In pre-war years, there used to be an annual procession, (sometimes on a grand scale), held in honour of Tua Pek Kong. In 1905, for instance, a grand and costly procession, called “Chingay” was held on the 14th, the 15th and the 16th of the 1st Moon. The “Chingay” was defined as ua sort of stage, borne on the shoulders of men, depicting some grand and colourful historical scene on a decorated float Chinese style.

It was a spectacular procession, consisting of twenty-six sections or units formed by groups of Chinese living in various sectors of the town. The components of each section or unit were:

(i)A giant triangular flag, between twenty-five and forty feet in height, made of silk. It varied in colour, red or green being more popular, with Chinese characters pasted or sewn on it. One side of the flag was affixed to a giant bamboo pole carried perpendicularly by a stalwart bearer, with half-a-dozen others taking turns. Great skill was required to balance the fluttering flag. A strip of silk, streaming from the top of the bamboo down to the ground, enhanced its gracefulness.

(ii) A pair of sizeable lanterns, painted in black or red Chinese characters, being borne aloft on ornamental wooden poles painted in red.
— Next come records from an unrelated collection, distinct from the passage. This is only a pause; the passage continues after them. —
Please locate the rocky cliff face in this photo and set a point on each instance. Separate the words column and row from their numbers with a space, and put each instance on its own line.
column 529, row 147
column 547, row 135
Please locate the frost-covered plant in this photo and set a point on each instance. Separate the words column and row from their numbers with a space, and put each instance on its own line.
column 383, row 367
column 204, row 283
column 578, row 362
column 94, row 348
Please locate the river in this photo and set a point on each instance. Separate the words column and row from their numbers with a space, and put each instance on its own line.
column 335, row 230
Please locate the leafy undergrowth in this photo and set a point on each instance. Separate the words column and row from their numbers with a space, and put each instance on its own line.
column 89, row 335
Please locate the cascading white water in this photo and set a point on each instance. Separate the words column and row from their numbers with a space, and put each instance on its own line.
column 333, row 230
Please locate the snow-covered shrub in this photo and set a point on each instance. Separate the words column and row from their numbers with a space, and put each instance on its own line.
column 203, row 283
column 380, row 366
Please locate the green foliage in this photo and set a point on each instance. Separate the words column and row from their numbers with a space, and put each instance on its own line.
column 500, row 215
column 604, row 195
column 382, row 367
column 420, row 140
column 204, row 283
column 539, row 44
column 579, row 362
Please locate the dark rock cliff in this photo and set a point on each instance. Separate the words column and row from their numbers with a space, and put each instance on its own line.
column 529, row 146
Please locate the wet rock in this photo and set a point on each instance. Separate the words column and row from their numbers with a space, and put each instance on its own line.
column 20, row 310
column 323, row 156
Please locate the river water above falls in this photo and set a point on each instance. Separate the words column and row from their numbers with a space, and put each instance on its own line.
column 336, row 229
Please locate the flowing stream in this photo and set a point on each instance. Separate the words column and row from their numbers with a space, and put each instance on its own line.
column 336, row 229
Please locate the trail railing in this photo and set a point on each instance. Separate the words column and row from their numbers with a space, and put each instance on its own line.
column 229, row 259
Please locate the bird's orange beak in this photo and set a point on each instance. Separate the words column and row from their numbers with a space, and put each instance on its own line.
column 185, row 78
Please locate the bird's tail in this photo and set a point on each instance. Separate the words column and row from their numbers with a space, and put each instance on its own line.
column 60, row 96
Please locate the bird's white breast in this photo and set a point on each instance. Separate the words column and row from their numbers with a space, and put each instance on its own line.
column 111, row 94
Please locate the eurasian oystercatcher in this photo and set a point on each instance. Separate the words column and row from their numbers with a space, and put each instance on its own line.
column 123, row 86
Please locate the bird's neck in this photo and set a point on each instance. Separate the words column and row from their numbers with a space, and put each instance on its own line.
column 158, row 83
(iii) A banner, 18 inches by 10 feet, inscribed with Chinese characters to indicate the name of the section was carried at each end by a pole.

(iv) A band of musicians varying from six to twenty in number, playing music on Chinese instruments.

The pride of each section was its artistic Chingay. The first time the Chingay was drawn by a pony instead of being borne by men became an innovation. There was great rivalry in preparing the most beautiful Chingay and in selecting the prettiest maiden to become its occupant. In one Chingay, two blushing maidens sported jewellery worth about $100,000 between them. The ornaments were ear-rings, bracelets and rings set with diamonds. Great skill was shown in another Chingay in which a bejewelled damsel appeared to be floating gracefully in mid-air.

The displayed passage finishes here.